L'ELN, la plus ancienne guérilla des Amériques, a enlevé 39 personnes dans la nord-est de la Colombie, dont un mineur, a annoncé mardi l'armée colombienne.
«Nous exigeons que l'ELN (...) libère immédiatement et sans conditions les personnes enlevées, a-t-elle affirmé sur X. L'enlèvement a eu lieu dans la région reculée de Choco, où l'ELN est très présente et se finance avec le trafic de drogue et l'exploitation illégale de mines.
«Nous exigeons de l'ELN qu'elle respecte la vie et l'intégrité des personnes enlevées et qu'il procède à leur libération immédiate et inconditionnelle», a ajouté l'armée. Une source militaire a appris à l'AFP que des troupes avaient déjà déployées dans la zone.
Selon les premières informations, tous les otages sont des civils qui se déplaçaient en autocar dans la région.
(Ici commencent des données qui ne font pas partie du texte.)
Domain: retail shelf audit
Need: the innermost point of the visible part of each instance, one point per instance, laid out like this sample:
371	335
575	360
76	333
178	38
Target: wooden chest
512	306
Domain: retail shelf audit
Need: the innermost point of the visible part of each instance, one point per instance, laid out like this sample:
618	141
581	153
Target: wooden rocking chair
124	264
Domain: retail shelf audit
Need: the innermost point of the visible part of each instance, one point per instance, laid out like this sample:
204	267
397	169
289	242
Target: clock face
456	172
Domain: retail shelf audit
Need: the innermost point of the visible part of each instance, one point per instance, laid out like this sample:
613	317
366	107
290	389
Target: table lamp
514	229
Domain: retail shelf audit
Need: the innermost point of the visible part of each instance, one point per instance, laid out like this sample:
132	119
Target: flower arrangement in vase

Le département du Choco, sur l'océan Pacifique et à la frontière avec le Panama, est l'un des bastions de l'ELN.
6810 combattants en 2025
Celui-ci y exerce un contrôle étroit sur la population, avec des extorsions et des enlèvements fréquents de civils et de membres des forces de l'ordre, avec lesquels il échange régulièrement des tirs.
D'inspiration guévariste et armée depuis 1964, l'ELN n'a pas participé à l'historique accord de paix qui, il y a dix ans, a désarmé la majeure partie de l'ex-guérilla des FARC. Selon le dernier rapport de la fondation Ideas para la Paz, publié en janvier, l'ELN comptait 6810 combattants en 2025, un chiffre en hausse de 9% par rapport à l'année précédente.
Tensions avec le Venezuela
En plus d'opérer dans le Choco, la guérilla maintient une influence dans le nord-est et le sud-ouest du pays. Le gouvernement du président sortant Gustavo Petro, un ex-guérillero de la défunte organisation M-19, a tenté, sans succès, de négocier la paix avec l'ELN lorsqu'il est arrivé au pouvoir en 2022.
L'initiative a été définitivement enterrée en janvier 2025, lorsque des affrontements entre l'ELN et des dissidents des FARC ont fait plus d'une centaine de morts et des dizaines de milliers de déplacés dans le Catatumbo, une région frontalière du Venezuela. Les groupes armés illégaux se sont renforcés au cours des quatre dernières années dans le pays, selon des experts.
En Colombie, l'enlèvement aux mains des narcotrafiquants est une pratique courante, qui a marqué la campagne présidentielle cette année. Le président élu en Colombie, Abelardo de la Espriella (extrême droite), promet de durcir la politique de sécurité et de mener des bombardements massifs contre les insurgés.